I started out with emails and figuring out to organize things. I then moved onto email contacts, chat logs, Delicious bookmarks, and social site data. As of late, I’ve been working on receipts and finances, trying to move to toward existing entirely paper free! Here are some ideas, feel free to add suggestions in the comments.

  • Email
  • Contacts (from GMail, Facebook, or LinkedIn)
  • Chatlogs (Adium)
  • Bookmarks (Delicious, Pinboard)
  • Social site data (Twitter, FB, LinkedIn, Google+, Reddit)
  • Pictures (Flickr, Picasa)

How To Backup

Having a simple way to backup your data and having easy access to your data from a website is also another important social topic that has come up the last couple years. Having open APIs and an easy way to export your data is something you should look for and if a website doesn’t have one, you should ask why not. Facebook didn’t even have an export ability until the middle of 2010. Here some sites and tools that I’ve been using to help me:

  • Google Mail: http://www.gmail-backup.com/ is my recommended tool for backing up GMail. Unfortunately it’s closed source but the site has been around for years and the software has seemed reputable enough. It has a simple GUI or CLI interface that allows you to select date ranges to backup; all email from 2010, and it works for me.

    Once you download the 0.107 version, you can backup all 2011 email with a command like this: (you might need an app password if you have 2-step auth enabled)

    $ ./gmail-backup.sh backup email-2011 <EMAIL> <PASSWORD> 20110101 20111231

  • Gmail Contacts: While logged into GMail, you can go to the Contacts window and export your contacts in multiple formats.

  • All your Google data: Google is quite good about being open, but has a wide range of services, which don’t all have the same ease of exportability. While logged in, go to https://plus.google.com/u/0/settings/exportdata and you should be able to backup your G+, Picasa, and most other data Google has on you.

  • Adium is an open source OSX chat client which keeps XML logs of all your conversations, which includes your FB and GChat accounts if you have them enabled.
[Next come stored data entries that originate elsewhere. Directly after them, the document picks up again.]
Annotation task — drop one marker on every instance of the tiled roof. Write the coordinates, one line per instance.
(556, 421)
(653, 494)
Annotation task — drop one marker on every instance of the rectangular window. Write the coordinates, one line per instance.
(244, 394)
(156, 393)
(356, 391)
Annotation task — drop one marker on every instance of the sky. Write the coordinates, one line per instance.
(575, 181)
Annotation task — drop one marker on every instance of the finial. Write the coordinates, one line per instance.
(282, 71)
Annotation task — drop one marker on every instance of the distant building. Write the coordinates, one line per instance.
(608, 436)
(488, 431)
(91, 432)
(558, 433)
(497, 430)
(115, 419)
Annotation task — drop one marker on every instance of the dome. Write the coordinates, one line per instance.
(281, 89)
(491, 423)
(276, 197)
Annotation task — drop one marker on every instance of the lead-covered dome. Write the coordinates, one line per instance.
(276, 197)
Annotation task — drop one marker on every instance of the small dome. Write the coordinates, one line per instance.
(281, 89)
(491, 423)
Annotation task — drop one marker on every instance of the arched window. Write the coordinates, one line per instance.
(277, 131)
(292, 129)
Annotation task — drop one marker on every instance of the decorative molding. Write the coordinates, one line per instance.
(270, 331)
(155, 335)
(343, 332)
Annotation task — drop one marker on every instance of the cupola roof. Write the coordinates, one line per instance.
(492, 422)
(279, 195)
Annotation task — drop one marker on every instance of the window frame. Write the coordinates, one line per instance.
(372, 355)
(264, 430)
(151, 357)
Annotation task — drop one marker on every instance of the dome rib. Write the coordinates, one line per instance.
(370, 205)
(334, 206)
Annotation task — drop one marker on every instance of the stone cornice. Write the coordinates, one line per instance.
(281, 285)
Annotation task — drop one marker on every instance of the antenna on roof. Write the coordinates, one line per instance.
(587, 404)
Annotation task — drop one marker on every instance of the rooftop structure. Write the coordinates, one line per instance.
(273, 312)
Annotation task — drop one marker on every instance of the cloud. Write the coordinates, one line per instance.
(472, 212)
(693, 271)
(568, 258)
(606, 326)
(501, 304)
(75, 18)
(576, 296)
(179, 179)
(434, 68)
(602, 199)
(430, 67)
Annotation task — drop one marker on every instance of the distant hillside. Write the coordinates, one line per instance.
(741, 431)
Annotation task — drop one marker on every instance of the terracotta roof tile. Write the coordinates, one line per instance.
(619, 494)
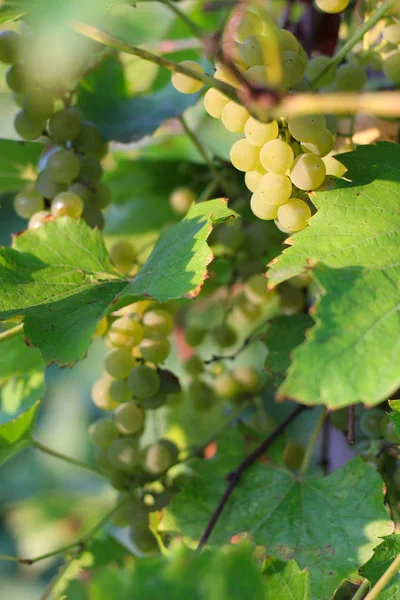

All logs should be kept at ~/Library/Application Support/Adium 2.0/Users/Default/Logs. Since it’s hard to pull out specific date ranged logs, I just back the whole log folder each year.

  • Pinboard: I switched from Delicious this year and have been quite happy with Pinboard for my online bookmarking needs. To export, go to http://pinboard.in/export/

For most social sites, there is a lot of money in owning your data and every site has a different obtuse backup policy. My friend Jeremy has created a one stop shop for easily and safely backing up your data from FB, Twitter, LinkedIn, Gowalla, and Google+ which I would recommend: http://export.synack.me/

Another interesting idea for controlling your online data is what Greplin provides: simple instant search of all your online data. You can easily look across all of your data, although I don’t think exporting that data is something they offer.

Final Thoughts

Once you have all this data, don’t skimp on your own physical backups. Storing all of your financial and personal data unencrypted in one place is a hacker’s dream. This is something I am still exploring: I use OSX’s built-in DMG encryption, but that is not too portable.

Also look into Dropbox for having access to your data across all your machines or Backblaze for having a simple external backup of everything on your laptop.